2 Mayıs 2011 Pazartesi

Emziren anneler Konak Pier'de

Merhabalar,
Size kısacık deli dolu geçen cumartesimden bahsedeceğim. Sabah annemin "dün gece çok düşündük babanla, çok ürktük, sen gel Su'yu bize bırak, arkadaşlarınla eğlen, kafa dağıt, gel" demesiyle beni aldı bir düşünmek.
O ana kadar hep gidebileceğimizi düşünmüştüm ama dikkatinizi çekerse "biz" diyorum çünkü kızımla tek başıma dışarı çıkmak evimizin 1. katta ve merdivenli olması, bahçeden ekstra kaldırıma merdivenlerle çıkılması gibi absürt ama T.C için aslında çok olası nedenlerle çok mümkün olmuyordu. Şu ana kadar da tek başıma ve bebek arabasıyla  Su'yu yalnız başıma almış da Karşıyaka'dan uzaklaşmışlığım yoktu. 8,5 ayda bir ilke imza atmanın vakti gelmiş diyerek ve en önemlisi de (aslında bunca laf yalan - o olmasa gaza gelemezdim bu kadar) Melike'nin de Karşıyaka iskelede olacağını öğrenince nasıl olsa 2 kişiyiz diyerek yine heveslendim.
Kızım sabah uykusundayken emziren izmirli anneler grubumuz için Rıhtım restaurantta yer ayırttım. Çantamızı hazırladım. Her türlü mızmızlık hali için wrap slingimi de yanıma aldım.
Tamamen tesadüf, kayınvalidem de zaten bize uğramıştı ve evden iskeleye birlikte gittik. Vapurla Melike, tatlı oğlu Doğu, kızım Su ve kayınvalidemle bir karşıya geçtik. Zaten korktuğum gibi yüksekte kalan vapurlardan değil iskeleyle aynı yükseklikteki eski tip vapurlar çalışıyormuş Konak'a. Sonuç: sorunsuz biniş ve iniş:)

Yolda kızım maalesef aralarında sadece 3 gün olan Doğu ile oynamak yerine çantamızın fermuarına taktı kafayı. Gelirken ikisi de kucaklarımızda sızdılar...

Bize ayrılan yer ilk başta dışarıda ve çok rüzgar aldığı için daha sessiz sakin ikinci katta kendimize bir masacık bulduk ve yerleştik. Gelelim buluşmamıza: birbirimizle görüştük, bebeklerimizi gördük, birbirleriyle tanıştırdık(!), belki 10- 15 cümle ettik. Birbirimizi çok sevdik sevmesine de bebeklerimiz masadakileri ellemesin, kafasını kenarına çarpmasın, yürüyenler yerlerde yuvarlanmasın, merdivenlere koşmasın, bıdı bıdı diye diye, kafalar kazan oldu, oradaki süremiz de doldu:) Herkes üç aşağı beş yukarı birbirinin nerde oturduğunu, ne iş yaptığını öğrendi ama bazılarımız ne yediğini anladı, ne bir şey yemeye cesaret etti:) Ben neyime güvendiysem sandviç sipariş edip, hepsini yedim bile:) Ama bunda kızımın süper usluluk payı büyük. Yavrucağın kucağımda 2 saat gıkı çıkmadı. Aslında hemen hmen hepimizin bebeği ortama uyum sağladı hatırladığım kadarıyla...
Hatice sağolsun hepimizin fotoğrafını bol bol çekti de bu gnümüz tarihe görselleriyle de kazındı, facebookdan indirdiğim gibi aktaracağım.

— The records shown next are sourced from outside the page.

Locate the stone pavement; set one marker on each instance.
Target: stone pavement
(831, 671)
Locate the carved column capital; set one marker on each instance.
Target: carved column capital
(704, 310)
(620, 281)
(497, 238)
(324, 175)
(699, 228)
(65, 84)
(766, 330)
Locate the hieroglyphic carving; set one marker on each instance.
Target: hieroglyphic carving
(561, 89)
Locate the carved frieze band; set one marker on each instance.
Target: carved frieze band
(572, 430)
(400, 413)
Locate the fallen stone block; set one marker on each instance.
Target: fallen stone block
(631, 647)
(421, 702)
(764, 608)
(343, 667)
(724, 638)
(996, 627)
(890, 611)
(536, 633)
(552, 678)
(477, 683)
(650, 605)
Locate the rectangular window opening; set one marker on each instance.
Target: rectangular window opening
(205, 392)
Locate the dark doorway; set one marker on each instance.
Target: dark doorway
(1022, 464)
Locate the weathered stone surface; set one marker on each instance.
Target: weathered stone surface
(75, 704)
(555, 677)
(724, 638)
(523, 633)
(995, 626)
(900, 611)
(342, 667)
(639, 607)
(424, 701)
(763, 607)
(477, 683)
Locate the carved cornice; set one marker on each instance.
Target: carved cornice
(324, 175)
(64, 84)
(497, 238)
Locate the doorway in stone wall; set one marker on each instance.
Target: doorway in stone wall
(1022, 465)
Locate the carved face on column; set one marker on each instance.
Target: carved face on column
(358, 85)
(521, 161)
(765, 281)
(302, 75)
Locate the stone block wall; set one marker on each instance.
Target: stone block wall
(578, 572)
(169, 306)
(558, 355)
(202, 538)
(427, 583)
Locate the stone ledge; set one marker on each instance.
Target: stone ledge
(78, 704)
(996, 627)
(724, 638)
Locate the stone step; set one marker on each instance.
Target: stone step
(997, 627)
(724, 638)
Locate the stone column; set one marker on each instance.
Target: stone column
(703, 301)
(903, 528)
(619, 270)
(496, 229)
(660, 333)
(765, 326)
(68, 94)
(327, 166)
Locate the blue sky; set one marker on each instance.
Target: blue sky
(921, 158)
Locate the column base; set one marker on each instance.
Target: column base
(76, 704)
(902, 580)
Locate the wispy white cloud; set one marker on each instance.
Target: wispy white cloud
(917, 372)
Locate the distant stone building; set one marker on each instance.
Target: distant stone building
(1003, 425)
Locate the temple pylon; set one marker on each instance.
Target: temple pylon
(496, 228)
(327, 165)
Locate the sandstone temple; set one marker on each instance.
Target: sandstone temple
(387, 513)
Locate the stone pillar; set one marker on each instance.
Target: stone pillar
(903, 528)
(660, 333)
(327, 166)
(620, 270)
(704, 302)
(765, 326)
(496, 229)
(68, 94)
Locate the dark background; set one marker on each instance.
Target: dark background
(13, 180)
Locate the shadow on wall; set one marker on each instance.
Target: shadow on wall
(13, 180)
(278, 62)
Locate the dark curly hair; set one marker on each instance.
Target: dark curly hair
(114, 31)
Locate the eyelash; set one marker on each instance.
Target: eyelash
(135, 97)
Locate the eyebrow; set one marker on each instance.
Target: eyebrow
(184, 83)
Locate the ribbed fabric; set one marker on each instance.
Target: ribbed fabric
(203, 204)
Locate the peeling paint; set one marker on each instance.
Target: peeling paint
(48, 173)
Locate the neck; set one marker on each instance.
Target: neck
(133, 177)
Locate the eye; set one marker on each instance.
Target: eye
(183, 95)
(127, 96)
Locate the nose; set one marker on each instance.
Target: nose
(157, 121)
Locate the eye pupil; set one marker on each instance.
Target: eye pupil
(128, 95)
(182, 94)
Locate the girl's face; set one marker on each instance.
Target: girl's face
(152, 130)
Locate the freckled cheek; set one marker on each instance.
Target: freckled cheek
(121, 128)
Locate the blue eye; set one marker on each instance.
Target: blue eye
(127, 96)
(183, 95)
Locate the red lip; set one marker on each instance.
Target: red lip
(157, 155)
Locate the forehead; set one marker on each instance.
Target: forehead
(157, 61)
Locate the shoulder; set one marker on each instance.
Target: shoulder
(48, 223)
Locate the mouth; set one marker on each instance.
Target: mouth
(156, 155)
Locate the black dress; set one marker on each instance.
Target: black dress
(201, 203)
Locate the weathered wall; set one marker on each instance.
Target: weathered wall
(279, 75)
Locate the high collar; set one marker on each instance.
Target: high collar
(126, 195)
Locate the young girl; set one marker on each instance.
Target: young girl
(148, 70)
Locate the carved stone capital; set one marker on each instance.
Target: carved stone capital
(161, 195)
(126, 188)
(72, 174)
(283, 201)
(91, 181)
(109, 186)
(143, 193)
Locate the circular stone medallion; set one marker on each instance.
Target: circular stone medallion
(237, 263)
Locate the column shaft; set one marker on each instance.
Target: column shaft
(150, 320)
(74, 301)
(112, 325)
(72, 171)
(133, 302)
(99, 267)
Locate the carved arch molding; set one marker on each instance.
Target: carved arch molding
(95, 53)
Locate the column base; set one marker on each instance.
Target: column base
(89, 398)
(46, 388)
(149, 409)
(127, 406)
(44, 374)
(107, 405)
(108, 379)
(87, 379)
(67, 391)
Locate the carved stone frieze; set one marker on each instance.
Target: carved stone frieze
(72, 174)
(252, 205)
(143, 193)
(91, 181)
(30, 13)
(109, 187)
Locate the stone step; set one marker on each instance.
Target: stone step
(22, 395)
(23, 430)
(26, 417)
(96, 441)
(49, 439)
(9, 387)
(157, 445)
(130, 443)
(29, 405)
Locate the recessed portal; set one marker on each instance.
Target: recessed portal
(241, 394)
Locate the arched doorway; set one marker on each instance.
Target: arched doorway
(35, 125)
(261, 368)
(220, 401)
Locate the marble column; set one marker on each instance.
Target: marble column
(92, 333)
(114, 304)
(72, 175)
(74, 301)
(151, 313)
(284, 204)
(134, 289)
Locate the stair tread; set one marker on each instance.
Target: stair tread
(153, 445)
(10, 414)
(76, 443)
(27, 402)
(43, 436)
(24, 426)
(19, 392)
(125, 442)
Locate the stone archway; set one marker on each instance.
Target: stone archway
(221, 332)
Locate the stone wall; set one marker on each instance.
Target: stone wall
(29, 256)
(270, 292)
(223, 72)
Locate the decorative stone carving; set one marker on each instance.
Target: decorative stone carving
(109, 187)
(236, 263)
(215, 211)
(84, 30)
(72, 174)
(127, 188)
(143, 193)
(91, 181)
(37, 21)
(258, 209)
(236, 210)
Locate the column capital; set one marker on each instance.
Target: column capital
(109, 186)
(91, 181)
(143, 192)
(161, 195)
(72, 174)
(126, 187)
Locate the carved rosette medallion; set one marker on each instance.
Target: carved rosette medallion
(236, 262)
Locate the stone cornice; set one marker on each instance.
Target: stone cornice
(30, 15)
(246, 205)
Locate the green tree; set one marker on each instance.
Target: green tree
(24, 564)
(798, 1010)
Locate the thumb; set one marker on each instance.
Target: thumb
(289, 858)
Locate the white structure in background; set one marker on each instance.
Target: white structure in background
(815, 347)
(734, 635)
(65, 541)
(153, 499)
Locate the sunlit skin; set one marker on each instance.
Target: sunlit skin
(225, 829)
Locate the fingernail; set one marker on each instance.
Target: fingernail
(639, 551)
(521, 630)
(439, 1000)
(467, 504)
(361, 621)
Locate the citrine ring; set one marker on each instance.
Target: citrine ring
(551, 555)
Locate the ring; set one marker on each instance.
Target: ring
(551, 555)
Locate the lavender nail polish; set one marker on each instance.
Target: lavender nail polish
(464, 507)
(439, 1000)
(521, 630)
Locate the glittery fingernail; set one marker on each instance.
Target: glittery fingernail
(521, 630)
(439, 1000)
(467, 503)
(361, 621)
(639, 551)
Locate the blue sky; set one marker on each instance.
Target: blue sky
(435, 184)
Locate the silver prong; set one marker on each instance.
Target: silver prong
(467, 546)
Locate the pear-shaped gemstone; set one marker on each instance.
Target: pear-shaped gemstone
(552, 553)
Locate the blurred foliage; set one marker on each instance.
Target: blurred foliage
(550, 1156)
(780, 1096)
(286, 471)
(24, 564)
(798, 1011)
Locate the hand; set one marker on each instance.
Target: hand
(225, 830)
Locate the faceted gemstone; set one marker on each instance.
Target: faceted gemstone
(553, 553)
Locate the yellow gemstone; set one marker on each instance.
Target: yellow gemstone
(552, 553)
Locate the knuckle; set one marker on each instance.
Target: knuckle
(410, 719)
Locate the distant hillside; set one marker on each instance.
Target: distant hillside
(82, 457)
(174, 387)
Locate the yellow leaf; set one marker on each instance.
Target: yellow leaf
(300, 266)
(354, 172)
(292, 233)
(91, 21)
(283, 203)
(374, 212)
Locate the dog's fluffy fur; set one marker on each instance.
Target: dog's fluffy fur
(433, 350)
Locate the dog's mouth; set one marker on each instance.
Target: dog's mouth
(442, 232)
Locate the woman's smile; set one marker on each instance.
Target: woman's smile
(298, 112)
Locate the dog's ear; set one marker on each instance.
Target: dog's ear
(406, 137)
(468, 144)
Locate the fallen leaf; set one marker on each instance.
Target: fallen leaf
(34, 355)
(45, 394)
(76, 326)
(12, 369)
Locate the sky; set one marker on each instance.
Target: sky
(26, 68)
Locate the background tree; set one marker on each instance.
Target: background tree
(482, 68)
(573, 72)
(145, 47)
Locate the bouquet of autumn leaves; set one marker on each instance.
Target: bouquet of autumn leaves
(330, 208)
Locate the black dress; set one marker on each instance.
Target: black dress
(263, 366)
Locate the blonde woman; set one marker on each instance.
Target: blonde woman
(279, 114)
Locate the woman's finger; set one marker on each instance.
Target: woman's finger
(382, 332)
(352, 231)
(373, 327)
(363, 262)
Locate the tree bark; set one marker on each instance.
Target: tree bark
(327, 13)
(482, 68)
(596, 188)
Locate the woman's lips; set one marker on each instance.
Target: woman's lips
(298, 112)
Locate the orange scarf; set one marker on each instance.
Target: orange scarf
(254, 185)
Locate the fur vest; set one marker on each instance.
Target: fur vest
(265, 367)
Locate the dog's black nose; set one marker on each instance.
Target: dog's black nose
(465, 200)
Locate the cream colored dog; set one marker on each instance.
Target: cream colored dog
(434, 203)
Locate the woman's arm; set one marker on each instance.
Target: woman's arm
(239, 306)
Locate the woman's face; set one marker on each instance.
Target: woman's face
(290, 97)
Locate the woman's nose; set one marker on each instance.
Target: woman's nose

Bence de bir daha evde buluşalım çocuklardan rahatça yerde oturan otursun, yatana yatak döşek yapalım uyusun, yürüyenler düşse de üstü başı pislenmez en azından, ortalığa çeki düzen veririz onlar için...ben şimdiden evimin salonunu kafamdan kurmaya başladım olası bir bebek baskınına karşın:)

Deniz manzarasına karşı çok da güzel emzirdik, aferim bize kızlar!
Özgürce emziren anne olmaktan, kızım göbeğimde temiz bir bahar günü deniz havası almaktan ve sizinle tanışmaktan çok mutlu oldum:)

1 yorum:

Melikedi dedi ki...

evet, bir şey yemeye cesaret edemeyenlerdendim ben de:))
bebişlerin hakkını yememek lazım, gerçekten çok uyumluydu hepsi, hiç zorluk çıkarmadılar ama ben eve döndüğümde anladım nasıl pestilimin çıktığını:P olsun iyi ki yapmışız gene yapalım.
bizim evin salonu doğu beye tahsis edilmiş durumda zaten, misafirlerini ağırlayabilir.